Not selling anything… I’m just asking for help, guidance, support, approval…
I created a tool that allows user to access companies house data using natural language.
So I already have the python code that automates collecting the company data, officers, people with significant control and accounts. It is all kept up to date in a self managed MySQL database. Probably what some of you are trying to achieve automating yourself… I have already done this, and built in the streaming api’s to keep the data updated.
Here is a link to the tool https://www.datadini.ai (it will only work on desktop).
I initially designed this for small businesses, startup, solo-entrepreneurs to make data driven decisions effortlessly, and affordably. Its designed to be as simple as possible.
The data is updated in real time using the steaming api’s, so it is updated within minutes of the stream data being provided.
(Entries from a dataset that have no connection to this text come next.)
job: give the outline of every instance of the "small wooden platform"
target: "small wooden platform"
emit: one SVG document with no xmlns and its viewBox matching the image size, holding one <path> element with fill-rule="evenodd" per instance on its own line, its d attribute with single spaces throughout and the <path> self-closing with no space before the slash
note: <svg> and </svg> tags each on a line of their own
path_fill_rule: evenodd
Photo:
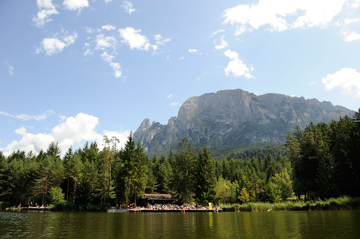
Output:
<svg viewBox="0 0 360 239">
<path fill-rule="evenodd" d="M 26 208 L 24 208 L 24 209 Z M 46 208 L 45 207 L 28 207 L 28 211 L 49 211 L 50 208 Z"/>
<path fill-rule="evenodd" d="M 158 210 L 157 209 L 144 209 L 139 210 L 141 212 L 181 212 L 181 209 L 175 209 L 172 210 L 171 209 L 164 209 L 163 210 Z M 215 211 L 213 209 L 186 209 L 185 212 L 214 212 Z M 219 212 L 222 211 L 222 209 L 219 209 Z"/>
<path fill-rule="evenodd" d="M 129 212 L 129 209 L 117 209 L 116 208 L 108 208 L 108 212 Z"/>
</svg>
All xbrl files have been translated into database format. That’s over 4million company accounts available in formattable text.
If you would like to test the prototype try typing this simple query into the chat “show me companies beginning with a”.
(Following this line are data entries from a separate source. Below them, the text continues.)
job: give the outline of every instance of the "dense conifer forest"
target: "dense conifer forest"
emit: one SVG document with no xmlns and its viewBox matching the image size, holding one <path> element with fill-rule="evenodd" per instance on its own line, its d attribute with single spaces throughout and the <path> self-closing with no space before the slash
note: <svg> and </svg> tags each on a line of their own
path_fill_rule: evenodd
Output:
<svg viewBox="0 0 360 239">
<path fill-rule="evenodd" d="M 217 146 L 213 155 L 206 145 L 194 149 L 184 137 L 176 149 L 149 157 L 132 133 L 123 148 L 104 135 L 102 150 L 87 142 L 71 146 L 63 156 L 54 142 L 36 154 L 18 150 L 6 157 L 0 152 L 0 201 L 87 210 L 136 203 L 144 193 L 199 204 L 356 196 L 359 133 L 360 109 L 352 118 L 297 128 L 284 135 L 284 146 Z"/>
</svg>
My ambitions were to have more complex queries such as “show me companies with a turnover of over £100,000 and all directors aged over 70 years old”, however it has been a struggle to consistently get the AI to perform as well as I expected.
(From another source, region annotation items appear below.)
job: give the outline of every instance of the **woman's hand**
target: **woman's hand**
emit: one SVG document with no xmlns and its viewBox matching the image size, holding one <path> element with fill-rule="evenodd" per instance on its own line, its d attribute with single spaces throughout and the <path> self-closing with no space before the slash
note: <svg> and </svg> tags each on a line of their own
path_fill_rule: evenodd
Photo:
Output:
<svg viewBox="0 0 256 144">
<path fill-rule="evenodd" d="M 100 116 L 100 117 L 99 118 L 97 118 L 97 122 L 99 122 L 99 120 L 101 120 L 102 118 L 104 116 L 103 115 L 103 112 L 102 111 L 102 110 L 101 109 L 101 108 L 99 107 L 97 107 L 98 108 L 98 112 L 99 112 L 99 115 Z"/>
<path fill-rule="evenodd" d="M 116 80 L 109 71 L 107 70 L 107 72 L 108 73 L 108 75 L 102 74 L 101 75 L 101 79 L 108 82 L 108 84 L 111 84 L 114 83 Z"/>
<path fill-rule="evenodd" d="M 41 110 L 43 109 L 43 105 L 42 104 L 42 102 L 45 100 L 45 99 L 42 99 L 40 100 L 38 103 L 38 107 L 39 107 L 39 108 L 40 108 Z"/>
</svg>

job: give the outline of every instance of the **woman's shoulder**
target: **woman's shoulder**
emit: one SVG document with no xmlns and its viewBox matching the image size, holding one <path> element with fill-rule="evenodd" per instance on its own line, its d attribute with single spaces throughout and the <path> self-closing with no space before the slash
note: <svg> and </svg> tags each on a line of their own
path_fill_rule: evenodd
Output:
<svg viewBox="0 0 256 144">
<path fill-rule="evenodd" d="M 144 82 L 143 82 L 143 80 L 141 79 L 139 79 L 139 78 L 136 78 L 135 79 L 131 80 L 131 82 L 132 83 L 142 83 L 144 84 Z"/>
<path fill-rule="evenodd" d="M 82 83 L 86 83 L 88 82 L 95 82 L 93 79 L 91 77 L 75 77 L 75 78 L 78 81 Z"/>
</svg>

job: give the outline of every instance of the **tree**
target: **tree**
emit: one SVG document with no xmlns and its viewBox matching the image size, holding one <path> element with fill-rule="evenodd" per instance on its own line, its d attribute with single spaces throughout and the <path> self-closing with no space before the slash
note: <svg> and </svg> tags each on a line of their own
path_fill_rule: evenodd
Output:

Slowly it is improving, however after working on it single handedly for nearly a year, I am running out of steam. It seems a shame to loose all this data, and all the tools created to keep it up to date.
In short, the processes include automating the downloads of snapshot data, transforming, normalising, cleansing and uploaded to a self managed MySQL database. The streams run continuously, taking the 23 hour break to comply with the rules. The most complex part is identifying which data provided by the streams, matches the snapshot data.
I have all the company profiles, officers, people with significant control and all xbrl accounts files converted to mutable text.
To the best of my ability, I am abiding by Companies house’s terms of use because the data is kept up to date, accurate and copywrite statements display the source of the data.
I either would like help continuing with this, maybe funding to keep it going if anybody finds it interesting, approval from companies house to say what I am doing is permitted, or I will just shut it down and pivot to something else.
I spend a year of my life building this, while earning nothing. Now it is potentially all going to go to waste.
Let me know what you think.